Joseph has been going against the herd all along. When those at other HVAC engineering firms were casually dressed, he was wearing a tie and encouraging everyone around him to do the same to present a more professional image. When competitors were doing business out of run-down, turn-of-the-century buildings, he was building a new facility to attract better employees and present a better space for customers to visit. Other companies balk at providing anything more than what employees need to do the job; Joseph provides a workout room and sauna. Others focused on big dollar construction contracts, while he built relationships with smaller service contracts.
The results have proven Joseph right. Revenue has grown about 300 percent since he took over the company. The company has opened offices in other cities as it does more regional and national work.
Continued growth is a challenge, but one Joseph readily accepts. With the emphasis he places on people who can continue to develop long-term relationships for the company, recruiting is key.
"It's hard to find the right people," Joseph says of the outer offices. "Every day, that's why I'm recruiting nationwide. I've got 10 to 12 recruiters looking for people. It's very difficult. You have to have attitude, integrity and leadership, and that's a pretty tall order.
"We have to work harder with the other offices and make sure the systems are in place to support them. They have to get the same answers from everyone. We send managers down there often and communicate often. It is more difficult and it has impeded growth, but we planned for that.
"If you have a good system, it helps. We have a standard business system, a standard management system and standard training everyone has to go through. There's standard technical training for the field people. It goes a long way toward making a consistent organization. It helps develop the attitude and culture you need."
Creating a culture that fosters growth is critical.
"If you are not growing, you are dying," says Joseph. "We are growing. Two years ago at our Christmas party, I looked at the audience and said, 'I understand there is a recession going on. I choose not to participate. Who's with me?' All the hands went up. We don't win all the time, but we win a lot more than we lose. When we lose, we learn from it.
"We get together and dissect it. We are critical of ourselves. We look in the mirror often and, consequently, we have been extremely successful."
Empowering the employees with a clearly defined responsibility and decision-making power doesn't mean Joseph isn't involved, it just means there is a great deal of trust and respect within the organization. Managers consult with each other as well as with Joseph to make sure the best course of action is chosen.
"They are smart enough to get my two cents on it," says Joseph. "They are working on a large project right now, and you can bet I'll be involved. It's a conduit to me being in the loop of communication.

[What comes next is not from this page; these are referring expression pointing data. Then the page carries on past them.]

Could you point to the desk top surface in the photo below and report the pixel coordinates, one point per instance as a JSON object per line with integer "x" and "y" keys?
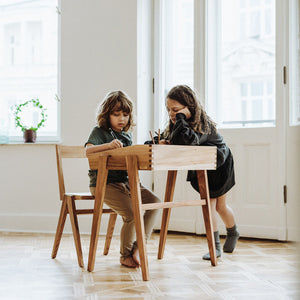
{"x": 160, "y": 157}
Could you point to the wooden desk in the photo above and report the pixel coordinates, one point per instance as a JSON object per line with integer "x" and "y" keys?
{"x": 153, "y": 157}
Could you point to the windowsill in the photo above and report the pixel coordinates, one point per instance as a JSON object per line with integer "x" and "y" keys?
{"x": 36, "y": 143}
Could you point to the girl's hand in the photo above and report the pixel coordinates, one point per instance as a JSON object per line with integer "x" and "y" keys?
{"x": 164, "y": 142}
{"x": 185, "y": 111}
{"x": 114, "y": 144}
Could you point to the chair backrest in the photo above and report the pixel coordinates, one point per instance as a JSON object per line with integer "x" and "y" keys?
{"x": 63, "y": 151}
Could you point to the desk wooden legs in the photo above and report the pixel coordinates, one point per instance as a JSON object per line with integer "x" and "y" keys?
{"x": 135, "y": 191}
{"x": 204, "y": 194}
{"x": 99, "y": 199}
{"x": 170, "y": 186}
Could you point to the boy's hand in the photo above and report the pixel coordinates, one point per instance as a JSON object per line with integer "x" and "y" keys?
{"x": 114, "y": 144}
{"x": 185, "y": 111}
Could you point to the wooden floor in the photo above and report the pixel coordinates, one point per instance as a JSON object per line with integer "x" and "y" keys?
{"x": 258, "y": 269}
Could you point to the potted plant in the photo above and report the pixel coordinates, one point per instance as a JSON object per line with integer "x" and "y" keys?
{"x": 29, "y": 132}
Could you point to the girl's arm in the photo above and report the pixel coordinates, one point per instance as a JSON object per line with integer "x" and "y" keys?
{"x": 182, "y": 134}
{"x": 91, "y": 148}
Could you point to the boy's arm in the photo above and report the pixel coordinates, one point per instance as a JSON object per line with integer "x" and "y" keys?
{"x": 91, "y": 148}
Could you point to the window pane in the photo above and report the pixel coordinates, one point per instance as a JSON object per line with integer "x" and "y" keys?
{"x": 245, "y": 64}
{"x": 28, "y": 62}
{"x": 178, "y": 43}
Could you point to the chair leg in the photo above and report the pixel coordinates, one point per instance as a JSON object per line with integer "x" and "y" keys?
{"x": 75, "y": 229}
{"x": 60, "y": 227}
{"x": 169, "y": 194}
{"x": 110, "y": 231}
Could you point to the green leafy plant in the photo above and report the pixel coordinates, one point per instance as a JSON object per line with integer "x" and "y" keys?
{"x": 36, "y": 104}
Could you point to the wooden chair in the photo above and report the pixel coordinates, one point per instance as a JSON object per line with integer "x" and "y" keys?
{"x": 68, "y": 205}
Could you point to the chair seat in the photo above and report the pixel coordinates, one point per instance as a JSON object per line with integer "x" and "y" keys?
{"x": 68, "y": 205}
{"x": 80, "y": 196}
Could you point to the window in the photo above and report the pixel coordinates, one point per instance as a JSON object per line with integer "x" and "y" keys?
{"x": 176, "y": 49}
{"x": 239, "y": 79}
{"x": 28, "y": 63}
{"x": 242, "y": 70}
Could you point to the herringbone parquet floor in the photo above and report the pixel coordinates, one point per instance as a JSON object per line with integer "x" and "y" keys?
{"x": 258, "y": 269}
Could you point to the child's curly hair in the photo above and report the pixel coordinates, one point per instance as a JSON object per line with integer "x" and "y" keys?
{"x": 199, "y": 120}
{"x": 114, "y": 101}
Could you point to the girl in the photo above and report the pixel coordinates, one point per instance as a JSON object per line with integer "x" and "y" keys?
{"x": 190, "y": 125}
{"x": 114, "y": 119}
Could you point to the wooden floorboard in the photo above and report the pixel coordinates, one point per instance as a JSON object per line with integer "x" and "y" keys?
{"x": 258, "y": 269}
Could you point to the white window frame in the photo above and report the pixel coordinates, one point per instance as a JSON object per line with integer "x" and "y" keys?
{"x": 45, "y": 137}
{"x": 202, "y": 84}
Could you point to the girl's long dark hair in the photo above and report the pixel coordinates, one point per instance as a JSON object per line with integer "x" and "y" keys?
{"x": 199, "y": 121}
{"x": 114, "y": 101}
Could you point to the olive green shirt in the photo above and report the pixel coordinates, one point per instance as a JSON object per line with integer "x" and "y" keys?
{"x": 100, "y": 136}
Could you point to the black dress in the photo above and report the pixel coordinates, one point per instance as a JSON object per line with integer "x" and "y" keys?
{"x": 220, "y": 180}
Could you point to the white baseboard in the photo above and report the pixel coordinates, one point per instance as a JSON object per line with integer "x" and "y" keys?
{"x": 48, "y": 223}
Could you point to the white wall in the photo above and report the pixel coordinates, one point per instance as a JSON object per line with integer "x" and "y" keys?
{"x": 99, "y": 53}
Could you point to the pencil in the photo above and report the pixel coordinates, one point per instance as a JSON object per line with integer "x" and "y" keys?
{"x": 151, "y": 137}
{"x": 158, "y": 136}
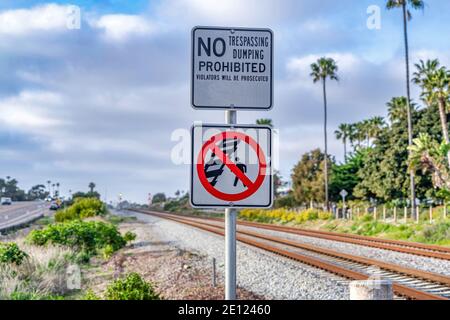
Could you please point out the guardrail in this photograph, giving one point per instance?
(21, 220)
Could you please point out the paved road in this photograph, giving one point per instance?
(20, 213)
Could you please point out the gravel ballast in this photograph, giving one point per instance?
(403, 259)
(260, 272)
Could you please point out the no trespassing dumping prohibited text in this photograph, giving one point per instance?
(250, 58)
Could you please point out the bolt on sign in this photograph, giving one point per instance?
(231, 166)
(232, 68)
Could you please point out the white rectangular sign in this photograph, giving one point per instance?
(232, 68)
(231, 166)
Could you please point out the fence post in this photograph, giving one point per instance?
(406, 215)
(431, 213)
(214, 273)
(371, 290)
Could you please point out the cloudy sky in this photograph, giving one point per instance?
(109, 101)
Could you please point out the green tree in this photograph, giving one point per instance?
(159, 197)
(435, 84)
(406, 5)
(278, 183)
(430, 156)
(398, 109)
(382, 175)
(307, 177)
(344, 133)
(37, 192)
(345, 176)
(91, 187)
(323, 69)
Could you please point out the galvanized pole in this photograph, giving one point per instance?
(230, 234)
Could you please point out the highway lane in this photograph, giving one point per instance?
(21, 212)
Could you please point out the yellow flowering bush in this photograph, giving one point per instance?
(283, 215)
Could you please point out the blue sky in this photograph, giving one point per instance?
(102, 103)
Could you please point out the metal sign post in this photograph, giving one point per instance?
(230, 234)
(232, 69)
(343, 194)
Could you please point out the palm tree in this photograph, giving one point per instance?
(57, 188)
(265, 122)
(397, 109)
(375, 126)
(344, 133)
(405, 5)
(321, 70)
(435, 83)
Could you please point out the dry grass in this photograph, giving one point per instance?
(43, 273)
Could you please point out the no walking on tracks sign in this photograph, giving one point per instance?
(231, 166)
(232, 68)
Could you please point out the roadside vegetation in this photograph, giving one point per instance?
(128, 287)
(283, 216)
(35, 267)
(82, 208)
(436, 234)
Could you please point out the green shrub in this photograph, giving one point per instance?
(90, 295)
(11, 253)
(129, 236)
(131, 287)
(323, 215)
(81, 209)
(85, 237)
(17, 295)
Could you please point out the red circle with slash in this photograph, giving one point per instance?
(252, 186)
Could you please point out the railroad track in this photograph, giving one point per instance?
(419, 249)
(407, 282)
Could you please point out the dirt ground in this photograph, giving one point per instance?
(177, 274)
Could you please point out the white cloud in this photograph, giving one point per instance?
(299, 68)
(121, 26)
(50, 17)
(30, 111)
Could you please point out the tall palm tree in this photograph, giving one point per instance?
(265, 122)
(376, 125)
(405, 5)
(435, 83)
(397, 109)
(323, 69)
(57, 188)
(344, 133)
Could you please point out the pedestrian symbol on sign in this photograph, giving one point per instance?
(214, 168)
(232, 167)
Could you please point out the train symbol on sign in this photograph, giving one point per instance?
(214, 168)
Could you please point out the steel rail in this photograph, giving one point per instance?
(419, 249)
(399, 289)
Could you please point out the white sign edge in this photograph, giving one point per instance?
(272, 73)
(222, 206)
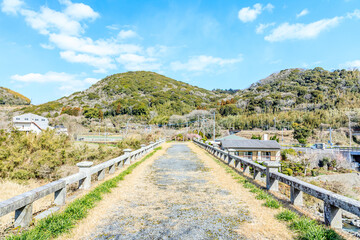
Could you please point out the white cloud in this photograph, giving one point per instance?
(354, 14)
(301, 31)
(248, 14)
(101, 47)
(65, 30)
(135, 62)
(48, 20)
(261, 27)
(123, 34)
(203, 63)
(80, 11)
(44, 78)
(302, 13)
(47, 46)
(66, 82)
(11, 6)
(101, 63)
(351, 64)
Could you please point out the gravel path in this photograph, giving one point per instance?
(174, 198)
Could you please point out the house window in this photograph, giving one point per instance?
(248, 155)
(266, 156)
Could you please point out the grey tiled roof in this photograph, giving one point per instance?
(250, 144)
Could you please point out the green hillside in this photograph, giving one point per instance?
(10, 97)
(135, 93)
(311, 97)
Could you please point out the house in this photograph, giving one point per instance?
(61, 129)
(30, 123)
(253, 149)
(230, 137)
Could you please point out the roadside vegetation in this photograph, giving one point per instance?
(304, 227)
(60, 223)
(31, 156)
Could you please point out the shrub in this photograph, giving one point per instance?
(289, 172)
(272, 203)
(287, 215)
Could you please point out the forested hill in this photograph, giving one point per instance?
(9, 97)
(134, 93)
(300, 89)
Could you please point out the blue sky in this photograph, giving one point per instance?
(56, 47)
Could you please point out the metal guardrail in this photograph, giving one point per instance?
(333, 203)
(22, 204)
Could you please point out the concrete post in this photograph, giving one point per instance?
(296, 196)
(246, 169)
(332, 215)
(60, 196)
(112, 169)
(101, 175)
(23, 216)
(231, 161)
(271, 183)
(143, 146)
(257, 175)
(127, 152)
(85, 168)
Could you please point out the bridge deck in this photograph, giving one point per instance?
(178, 194)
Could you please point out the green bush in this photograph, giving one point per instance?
(59, 223)
(289, 172)
(272, 203)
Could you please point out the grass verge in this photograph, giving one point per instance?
(59, 223)
(305, 228)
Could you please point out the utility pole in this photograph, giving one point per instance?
(275, 123)
(214, 127)
(349, 128)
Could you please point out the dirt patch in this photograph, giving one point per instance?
(98, 214)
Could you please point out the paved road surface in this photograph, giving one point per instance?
(175, 199)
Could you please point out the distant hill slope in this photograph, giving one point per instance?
(136, 93)
(300, 89)
(10, 97)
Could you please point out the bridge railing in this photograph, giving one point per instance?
(22, 204)
(333, 203)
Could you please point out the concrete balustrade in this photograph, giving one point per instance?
(333, 203)
(272, 183)
(22, 204)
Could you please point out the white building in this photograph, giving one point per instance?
(30, 123)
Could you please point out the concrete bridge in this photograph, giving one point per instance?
(181, 193)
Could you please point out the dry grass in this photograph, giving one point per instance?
(9, 189)
(97, 214)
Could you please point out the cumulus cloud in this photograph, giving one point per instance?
(203, 63)
(248, 14)
(261, 27)
(79, 11)
(288, 31)
(302, 13)
(68, 82)
(124, 34)
(135, 62)
(11, 6)
(65, 30)
(351, 64)
(101, 63)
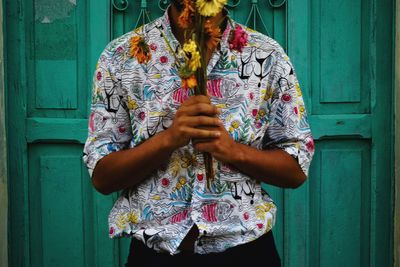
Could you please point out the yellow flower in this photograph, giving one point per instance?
(122, 219)
(262, 210)
(182, 180)
(192, 55)
(133, 218)
(210, 8)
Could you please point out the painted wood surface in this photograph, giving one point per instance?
(342, 52)
(3, 156)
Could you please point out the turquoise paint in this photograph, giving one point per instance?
(343, 61)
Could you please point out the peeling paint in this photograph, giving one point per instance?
(47, 11)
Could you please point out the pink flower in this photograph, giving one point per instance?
(163, 59)
(99, 76)
(251, 95)
(200, 177)
(238, 39)
(142, 115)
(165, 182)
(310, 145)
(122, 129)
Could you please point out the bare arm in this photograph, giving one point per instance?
(274, 166)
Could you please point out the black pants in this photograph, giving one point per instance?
(261, 251)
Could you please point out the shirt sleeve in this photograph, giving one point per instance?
(288, 127)
(109, 127)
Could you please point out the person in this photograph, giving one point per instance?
(147, 136)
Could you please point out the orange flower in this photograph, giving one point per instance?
(189, 82)
(139, 49)
(186, 17)
(213, 35)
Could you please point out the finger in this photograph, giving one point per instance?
(200, 133)
(205, 147)
(200, 109)
(197, 99)
(201, 140)
(201, 121)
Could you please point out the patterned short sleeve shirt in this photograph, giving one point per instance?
(262, 106)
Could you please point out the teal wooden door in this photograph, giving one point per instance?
(342, 52)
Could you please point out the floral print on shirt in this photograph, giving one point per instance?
(262, 106)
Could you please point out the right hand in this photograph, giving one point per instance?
(195, 119)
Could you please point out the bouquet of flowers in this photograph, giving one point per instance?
(202, 35)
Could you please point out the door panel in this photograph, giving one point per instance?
(341, 51)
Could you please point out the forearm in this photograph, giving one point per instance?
(126, 168)
(275, 167)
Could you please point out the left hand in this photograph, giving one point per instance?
(222, 148)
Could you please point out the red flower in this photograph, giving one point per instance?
(165, 182)
(200, 177)
(238, 39)
(153, 46)
(251, 95)
(286, 97)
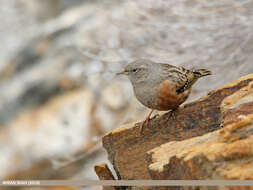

When someone makes decisions, that's a powerful thing, and they are careful with it.
"I can count the times I've had to give edicts at Brewer-Garrett on one hand. What does that tell me? I've got the right people."
And it all hinges on building relationships.
"Don't make it about you," says Joseph. "Put your people in the light. You need to be out front, but credit needs to go to them. Part of having a vision is you need to be a good listener and know what they want and what they are doing. Learn what makes them tick. Understand what motivates them. Ask questions and listen to them and formulate what you need to do or go get to get the desired results.
"Leaders today have to have personal integrity - that's top of the list. You have to be positive. Stay focused. But most of all, have fun."